Ça me semble intéressant et formateur en effet. Juste une question que j'ai peut-être ratée dans ma lecture (mais ça fait beaucoup à lire pour commencer à y voir clair), où dois-je placer la "seed" prise sur le site de Pappy et faut-il la renommer en .config ou qq chose du genre ? Et après la commande doit elle-être make menuconfig tout simplement ?

----------

## xaviermiller

C'est ça : tu copies le fichier "seed" comme /usr/src/linux/.config

Puis tu vas jeter un oeil sur Debian HCL pour les pilotes : http://kmuto.jp/debian/hcl/

Et tu révises le tout avec "make menuconfig"
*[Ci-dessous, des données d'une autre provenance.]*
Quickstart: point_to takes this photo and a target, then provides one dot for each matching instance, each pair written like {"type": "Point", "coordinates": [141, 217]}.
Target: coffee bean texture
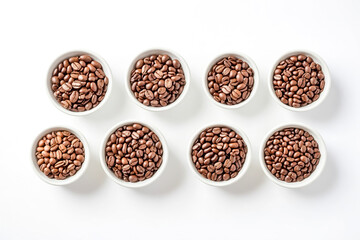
{"type": "Point", "coordinates": [291, 154]}
{"type": "Point", "coordinates": [60, 154]}
{"type": "Point", "coordinates": [79, 83]}
{"type": "Point", "coordinates": [157, 80]}
{"type": "Point", "coordinates": [219, 153]}
{"type": "Point", "coordinates": [298, 81]}
{"type": "Point", "coordinates": [134, 153]}
{"type": "Point", "coordinates": [230, 80]}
EDIT: pourrais-tu mettre le titre en conformité avec le forum? Merci d'avance !

----------

## nox23

tu peux configurer le comportement par défaut de genkernel dans /etc/genkernel.conf

voici les options que j'utilise et qui t'interesseront je pense : 

```

# Run 'make oldconfig' before compiling this kernel?

OLDCONFIG="yes"

```

c'est utile lorsque tu passes d'une version du noyau à un autre, ca sélectionne les nouvelles options(nouveaux drivers,...) par défaut.

Tu dois au préalable copier ton fichier de config dans /usr/src/linux/.config

soit tu fais : zcat /proc/config.gz > /usr/src/linux/.config

soit tu prends ton fichier de config ds /etc/kernels/ c'est la que genkernel enregistre les .config lorsque la compilation c'est passé sans accroc.

tu fais cp /etc/genkernel/kernel-config-x86_64-3.3.8-gentoo /usr/src/linux/.config

```

# Run 'make menuconfig' before compiling this kernel?

MENUCONFIG="yes"

```

invoque menuconfig lors de la commande genkernel all

```

# Run 'make clean' before compilation?

# If set to NO, implies MRPROPER WILL NOT be run

# Also, if clean is NO, it won't copy over any configuration

# file, it will use what's there.

CLEAN="no"

```

ne supprime pas les fichiers objets générés lors de ta précédente compilation : évite de tout recompiler de zéro.

```

# Run 'make mrproper' before configuration/compilation?

MRPROPER="no"

```

 pareil que make clean mais en plus supprime les fichiers de configuration,...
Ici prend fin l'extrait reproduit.